Analysis of process steam and condensate are important aspects of any chemical processing or refining operation. Impurities in these systems such as silica, sodium, and chloride, or deviations from target pH values, can wreak havoc on a plant’s operations. Online analyses of parameters such as pH and cation conductivity are commonly performed to monitor the condition of process water and steam.
In order to achieve accurate analysis, EPRI, ASTM and ASME recommend cooling of water samples to 77°F (25°C) to ensure consistent, accurate analysis. Unfortunately, cooling water temperatures in process plants commonly exceed 100°F (38°C). While this is acceptable to provide rough cooling, it is insufficient to properly cool samples for online pH, cation conductivity or similar analyzers.
A Hazardous Environment and Limited Access to Cooling Water
While installing new online water analyzers, a refining plant had water at 100°F (38°C) to feed their primary sample coolers, but they lacked access to water cool enough to drop the sample temperatures any further. Knowing that this could cause sample temperatures exceeding 110°F (43°C) regularly, they were concerned about inaccurate readings, high probe maintenance, and inconsistent sample temperatures between steam and condensate samples.
Their sample points were located in a classified hazardous environment and were scattered around the plant. This made the application of a temperature control unit or process chiller impractical due to the cost of area-rated chillers as well as the number of chillers that would be needed to due to multiple locations of the sampling within a plant and the overall size of many plants.
Efficiently Sampling at High Temperatures
After a full understanding of the customer's application needs, a vortex tube - a common technology used to separate compressed air into hot and cool streams - was combined with a single helical tube sample cooler. The resulting solution is capable of dropping sample temperatures into range for proper analysis of boiler water, condensate, and feed water samples. This allowed the customer to obtain suitable samples for performing accurate analysis while avoiding the excessive analyzer maintenance that is necessary when operating at elevated temperatures.

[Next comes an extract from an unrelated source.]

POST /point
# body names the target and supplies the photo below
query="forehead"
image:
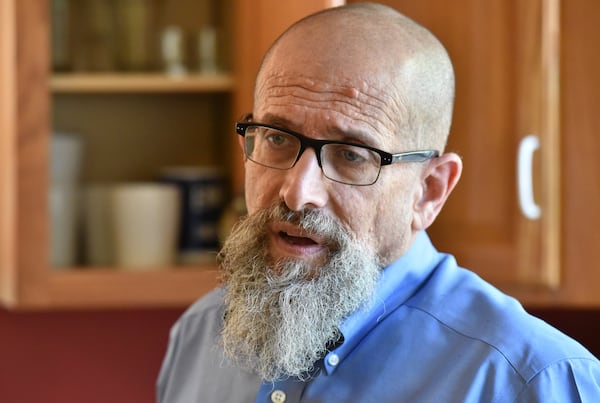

This application solution uses compressed air in place of water to cool a sample. The vortex tube splits the plant air into hot and cold streams, of which the cold stream is then fed into the shell side of a sample cooler, while the sample to be cooled flows through the tube side of the cooler. In the absence of sufficiently cold cooling water, this combination results in significantly lower final sample temperatures and offers more capacity than ambient air cooling alone, peltier cooling, or other unproven solutions. The cooled sample can then be taken to a laboratory for analysis or piped to online process instrumentation for continuous monitoring of properties such as conductivity, pH or other chemical constituents.